Gewidmet hat Lilit Grigoryan ihr Album "Sonata Facile" nicht nur der Gattung Sonate, sondern auch ihrer charmanten kleinen Schwester, der Sonatine. Der Titel "Sonata Facile" ist eine Anspielung auf die gleichnamige Mozart-Sonate in C-Dur.
"'Sonata Facile' - weil es auch diese ironische Idee zusammenfügt, die ich eigentlich im Hintergrund hatte - nämlich aufzuzeigen, dass nicht jede Sonate oder Sonatine, die man sofort als einfacheres Werk wahrnimmt, auch tatsächlich einfach ist.
Was ist einfach - und was ist schwer? Nicht alles, was offensichtlich leicht ist, ist es auch tatsächlich. Ich persönlich finde: je weniger Töne es gibt, desto schwieriger ist es, es wirklich zu einer schönen musikalischen Phrase zu machen und schöne Klänge herauszuzaubern. Da ist es auch umso schwieriger, eine längere Phrase zu machen und mit wenigen Tönen etwas aufzubauen", so die Pianistin.
Alles beginnt in C-Dur
Die C-Dur Sonatine von Reynaldo Hahn ist im Jahr 1907 entstanden.

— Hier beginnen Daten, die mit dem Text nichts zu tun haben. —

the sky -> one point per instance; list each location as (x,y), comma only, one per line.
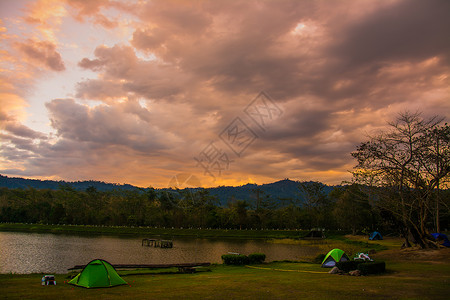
(209,93)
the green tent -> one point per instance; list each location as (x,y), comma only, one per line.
(333,257)
(98,273)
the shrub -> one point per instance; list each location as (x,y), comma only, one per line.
(233,259)
(256,258)
(373,267)
(348,265)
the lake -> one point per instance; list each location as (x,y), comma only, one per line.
(54,253)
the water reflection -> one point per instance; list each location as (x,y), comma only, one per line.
(50,253)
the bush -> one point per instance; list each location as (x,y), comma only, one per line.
(256,258)
(348,265)
(373,267)
(234,259)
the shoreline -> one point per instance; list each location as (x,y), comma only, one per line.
(152,231)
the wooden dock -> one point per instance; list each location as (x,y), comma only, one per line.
(157,243)
(183,267)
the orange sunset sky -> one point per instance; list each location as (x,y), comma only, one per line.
(229,91)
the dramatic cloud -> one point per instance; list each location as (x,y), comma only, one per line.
(151,89)
(43,53)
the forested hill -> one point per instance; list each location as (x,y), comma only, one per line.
(283,192)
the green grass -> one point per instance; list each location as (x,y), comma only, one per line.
(404,280)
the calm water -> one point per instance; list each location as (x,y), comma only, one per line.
(50,253)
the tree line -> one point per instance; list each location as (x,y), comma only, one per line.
(347,207)
(399,185)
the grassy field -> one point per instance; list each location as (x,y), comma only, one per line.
(411,274)
(405,279)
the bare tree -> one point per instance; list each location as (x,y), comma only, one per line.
(406,165)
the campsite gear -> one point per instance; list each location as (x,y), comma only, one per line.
(48,280)
(315,234)
(375,236)
(362,256)
(98,273)
(333,257)
(442,239)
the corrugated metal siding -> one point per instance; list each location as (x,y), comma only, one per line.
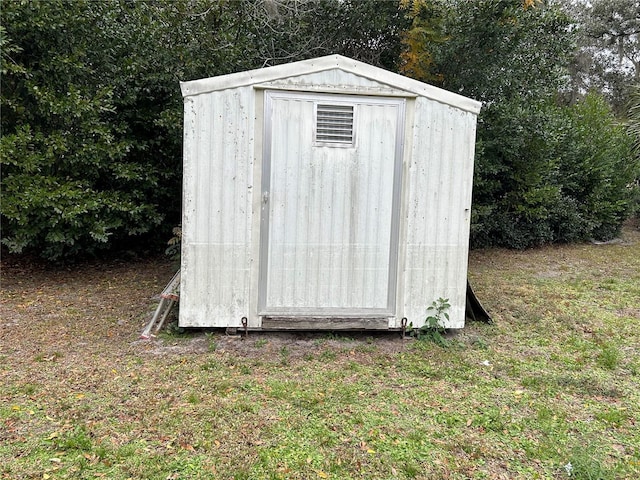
(438,193)
(218,166)
(330,214)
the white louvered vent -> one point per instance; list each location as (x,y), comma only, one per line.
(334,125)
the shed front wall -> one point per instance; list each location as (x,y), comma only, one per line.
(217,208)
(221,207)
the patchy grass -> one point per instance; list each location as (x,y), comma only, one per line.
(551,389)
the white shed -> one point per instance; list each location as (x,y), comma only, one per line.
(325,193)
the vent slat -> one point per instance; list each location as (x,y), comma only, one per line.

Und doch verwendet der französische Komponist hier für seine drei Sätze barocke Formen.
Beethovens Sonatine in G-Dur ist ein spätes Stück, in dem Beethoven mit der klassischen Sonatenform experimentiert. Er bricht hier bereits aus der strengen Form aus, wie er das in seinen späten Sonaten dann noch intensiver betreiben sollte.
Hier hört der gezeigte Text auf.